Here is a quick glimpse of the story.

Sarah Doherty is an 18-year-old living in rural Ireland at the tail end of the Great War. Plagued by severe epilepsy, she is protected by her parents and lives a sheltered, secluded, lonely life. The Fae, local Irish fairies, interfere with her life. She falls forward a century in time through the local fairy fort of standing stones. She had a seizure in 1918 and woke up in 2020. The 21st century world includes life-saving prescriptions, physical comforts and the independence and freedom she seeks. The locals are welcoming and Andy Mclaughlin, a handsome young historian, is intriguing. She doesn’t want to return home.

Then a letter arrives from Boston divulging the story of Sarah and Andy’s lives that are deeply entwined in the previous century. They are not yet in love but as they seek to verify the letter through online resources, they feel a growing obligation to their unborn family and to each other. What would happen to their posterity living in Boston if they don’t return to 1918? Even if they do make it back, her parents can never know what happened to her or that would change everything.
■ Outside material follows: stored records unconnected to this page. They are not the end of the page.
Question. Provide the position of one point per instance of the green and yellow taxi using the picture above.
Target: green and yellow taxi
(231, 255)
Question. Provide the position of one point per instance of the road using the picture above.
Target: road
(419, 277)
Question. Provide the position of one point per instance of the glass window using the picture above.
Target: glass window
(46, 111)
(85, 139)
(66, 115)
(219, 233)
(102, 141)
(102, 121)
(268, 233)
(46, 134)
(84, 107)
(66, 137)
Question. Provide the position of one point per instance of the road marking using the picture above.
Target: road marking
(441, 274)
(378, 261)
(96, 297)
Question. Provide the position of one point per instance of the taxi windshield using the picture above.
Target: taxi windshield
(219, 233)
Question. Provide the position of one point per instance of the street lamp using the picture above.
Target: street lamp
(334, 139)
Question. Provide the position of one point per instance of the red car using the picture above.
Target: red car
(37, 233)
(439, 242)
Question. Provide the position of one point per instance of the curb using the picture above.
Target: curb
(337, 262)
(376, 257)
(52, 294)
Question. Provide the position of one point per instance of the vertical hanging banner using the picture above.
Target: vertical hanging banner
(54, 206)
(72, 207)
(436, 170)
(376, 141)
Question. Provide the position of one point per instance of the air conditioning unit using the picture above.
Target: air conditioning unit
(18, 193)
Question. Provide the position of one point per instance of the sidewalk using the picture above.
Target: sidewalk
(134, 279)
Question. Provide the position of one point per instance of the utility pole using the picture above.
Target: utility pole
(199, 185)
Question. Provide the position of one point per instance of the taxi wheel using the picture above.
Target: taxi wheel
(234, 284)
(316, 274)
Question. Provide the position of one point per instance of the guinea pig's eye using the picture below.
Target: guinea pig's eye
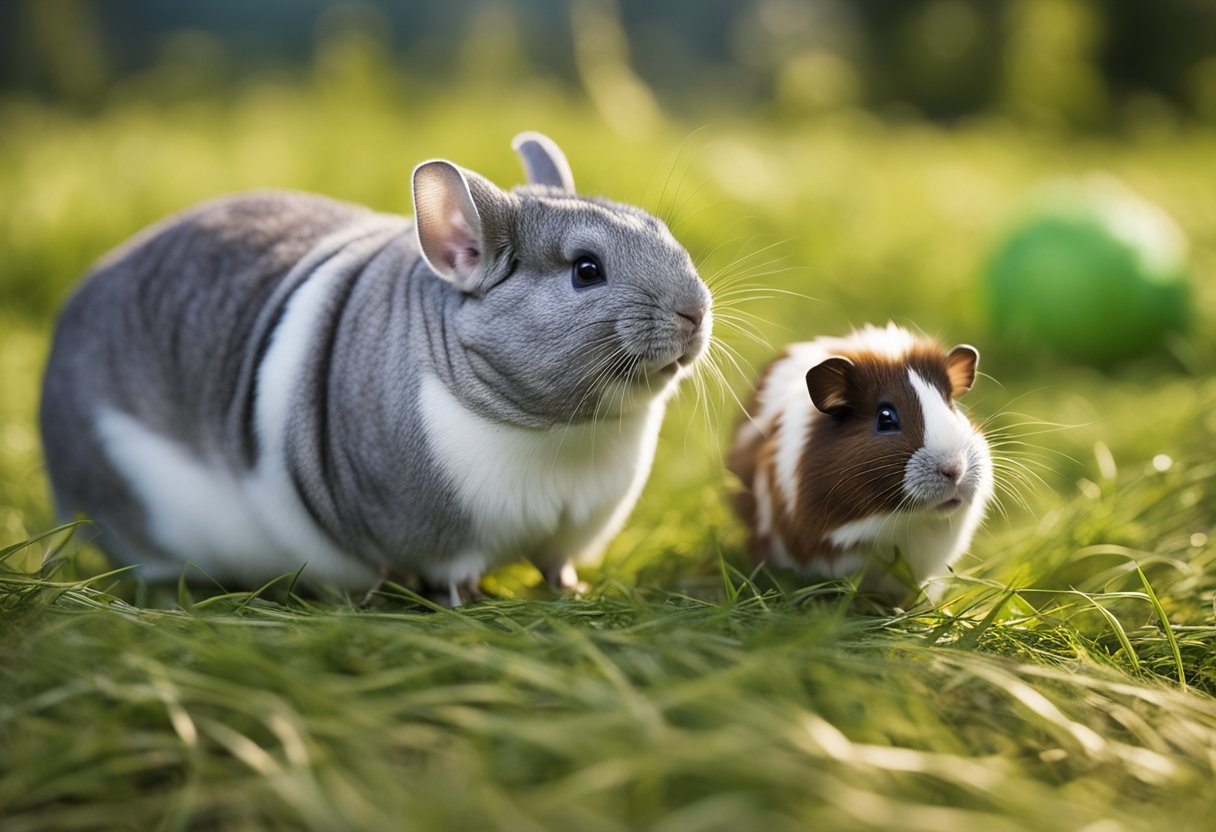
(587, 273)
(888, 420)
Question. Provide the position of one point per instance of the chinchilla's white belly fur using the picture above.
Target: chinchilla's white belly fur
(549, 495)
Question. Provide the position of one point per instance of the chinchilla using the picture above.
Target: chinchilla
(277, 378)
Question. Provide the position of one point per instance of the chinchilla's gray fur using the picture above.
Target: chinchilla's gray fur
(172, 331)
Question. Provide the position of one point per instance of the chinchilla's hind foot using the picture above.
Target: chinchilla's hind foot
(562, 578)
This Young Adult time-travel romance explores the question: Do we have the freedom to make choices or is free will an elaborate illusion?

This is my third book. I love reading time travel romances. I am an advocate for epilepsy awareness because my 43-year-old son has intractable epilepsy. As a genealogist specializing in Irish research, I live part of the year in the village where the story is based. I wrote the book to help young adults understand that difficult situations can change your life. Sometimes miraculously.